What if she never sees these places? What if one day, she lays dying and all she can think of are the things she has not done? Places she has not been, people she has not met, nothing in her life except running around after Apostolis. Is that it? Is that her destiny?
'Coffee?' Apostolis requests and takes the picture of their unmet grandchild and puts it back in the front room. Lines it up with the corner of the desk, parallel to the one of his dead mama.
Juliet
'So you have been back a week already.' Juliet tugs on the handbrake. With her eyes screwed up against the sun, it is possible to see through her dusty windscreen that there is only one yacht in the harbour now. Climbing from behind the steering wheel out of the car and back into the heat, the first noticeable sound is the yacht’s halyard clacking against the mast. The boat’s hull is a dirty white and there are towels and clothes hanging on the wire handrail between the stantions. An orange beach towel hangs limply over the boom. It has all the appearances of a boat that is someone’s home, not a holiday experience. Schools of tiny fish nibble seaweed from a rope that trails loosely in the water from a bollard on the quay. The fisherman's boat is not there.
'I know, life is just spinning past.' Michelle unfolds out of the car and stretches. 'I’m glad I’ve finished cleaning the house though. It feels my own again now.'
'It doesn't seem like a week since I picked you up from the bus station.'
'It would if you had spent the week cleaning,' Michelle laughs.
'Nor does it seem like a week since I met Toula.' Juliet picks her books off the back seat and pus
hes them under her arm before they set off. An English Encyclopaedia, a Greek to English dictionary, an exercise book with a pen clipped on its cover.
'Do you know what Marina from the corner shop in the village told me?' Michelle asks as they walk side by side. 'She said she grew up with Toula, knew her before her husband started his construction business. Do you know he started it with a loan that he got from the bank that was meant to be used to extend his house? All a bit naughty, from what I heard.' Michelle’s bob needs a trim if she is going to keep it in that style. It is a long time since Juliet has seen it this long. The dress Michelle bought is very similar to her own; light linen, no need to iron.
They walk side by side with long, easy strides until they come to stop by the side of the road, waiting for what little traffic there is to pass.
'Well, this is Greece. The law is not exactly black and white. Even worse in the old days, they say.'
'He deals in clocks now.' Michelle steps out after the last car passes.
'Do you want to stay in town for lunch today?' Juliet asks, hitching up the sinking books.
'We could do. I am going to leave you here and I'll see you in an hour.' Michelle hops onto the pavement at the other side and turns towards the harbour-front cafés.
'You've dropped something.' Juliet bends to pick it up but Michelle is too quick. 'Michelle, that is a military envelope!!'
'So?'
'It's from him isn't it? It's from Dino,' Juliet teases but her eyes are wide, asking for information.
'See you in an hour.'
Juliet watches Michelle’s outline become unclear in the glare of the sun. There is just the slightest of squeezes around her heart. She is not sure whether it is heartache from the potential loss of her friend. Maybe she is ready to find someone herself. Maybe the tightness is just a trace of loneliness. The idea of love is very seductive. But there are always complications.

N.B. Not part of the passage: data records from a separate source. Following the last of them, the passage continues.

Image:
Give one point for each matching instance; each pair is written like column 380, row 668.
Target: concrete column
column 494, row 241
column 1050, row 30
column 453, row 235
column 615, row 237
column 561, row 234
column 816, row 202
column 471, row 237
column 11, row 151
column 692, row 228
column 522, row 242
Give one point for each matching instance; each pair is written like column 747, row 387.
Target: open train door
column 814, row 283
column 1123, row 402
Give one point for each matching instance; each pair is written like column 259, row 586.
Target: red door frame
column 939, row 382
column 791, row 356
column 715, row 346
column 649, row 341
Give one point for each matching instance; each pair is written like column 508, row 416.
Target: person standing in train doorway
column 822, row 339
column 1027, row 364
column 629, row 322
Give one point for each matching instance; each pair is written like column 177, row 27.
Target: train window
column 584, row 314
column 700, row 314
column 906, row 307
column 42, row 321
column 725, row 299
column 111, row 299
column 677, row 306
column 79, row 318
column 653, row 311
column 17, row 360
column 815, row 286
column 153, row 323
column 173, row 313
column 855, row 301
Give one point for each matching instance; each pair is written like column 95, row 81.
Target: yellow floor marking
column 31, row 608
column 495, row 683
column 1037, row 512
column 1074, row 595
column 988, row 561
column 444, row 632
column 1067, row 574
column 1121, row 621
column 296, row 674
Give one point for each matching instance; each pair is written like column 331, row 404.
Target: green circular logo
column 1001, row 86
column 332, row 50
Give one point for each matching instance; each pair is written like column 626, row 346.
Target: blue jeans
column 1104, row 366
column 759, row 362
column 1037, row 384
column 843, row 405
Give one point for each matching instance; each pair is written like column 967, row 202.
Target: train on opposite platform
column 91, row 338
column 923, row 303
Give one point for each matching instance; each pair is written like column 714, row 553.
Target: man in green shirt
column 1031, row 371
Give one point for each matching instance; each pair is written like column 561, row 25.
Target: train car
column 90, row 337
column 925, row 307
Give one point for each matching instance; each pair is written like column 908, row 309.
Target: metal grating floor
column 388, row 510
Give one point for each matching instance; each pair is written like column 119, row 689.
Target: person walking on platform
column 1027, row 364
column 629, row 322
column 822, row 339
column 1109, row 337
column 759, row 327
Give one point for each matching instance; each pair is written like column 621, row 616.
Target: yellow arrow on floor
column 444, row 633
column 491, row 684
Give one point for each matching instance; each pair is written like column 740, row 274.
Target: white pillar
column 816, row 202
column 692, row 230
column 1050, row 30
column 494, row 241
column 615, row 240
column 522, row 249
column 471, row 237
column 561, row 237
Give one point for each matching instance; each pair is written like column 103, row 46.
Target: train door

As Juliet passes Toula's door, she can hear clanking and whirring. An involuntary shiver runs the length of her spine and she shakes it off, putting it down to the sudden shade and the sneaky breeze from the north. Soon, she will have to carry around a cardigan or a light jacket. And then a coat in a couple of months as January and February bring the colder weather down from Russia. She will order wood early this year, pay a little more and get the kind that does not spit and burn holes in her rug. A big wood fire with the sofa pulled close and she will remain unmoved until the delicate flowers of spring come to life. If she wanted cold and damp, she would have stayed in England. The cat on Toula’s doorstep lifts its head as she passes.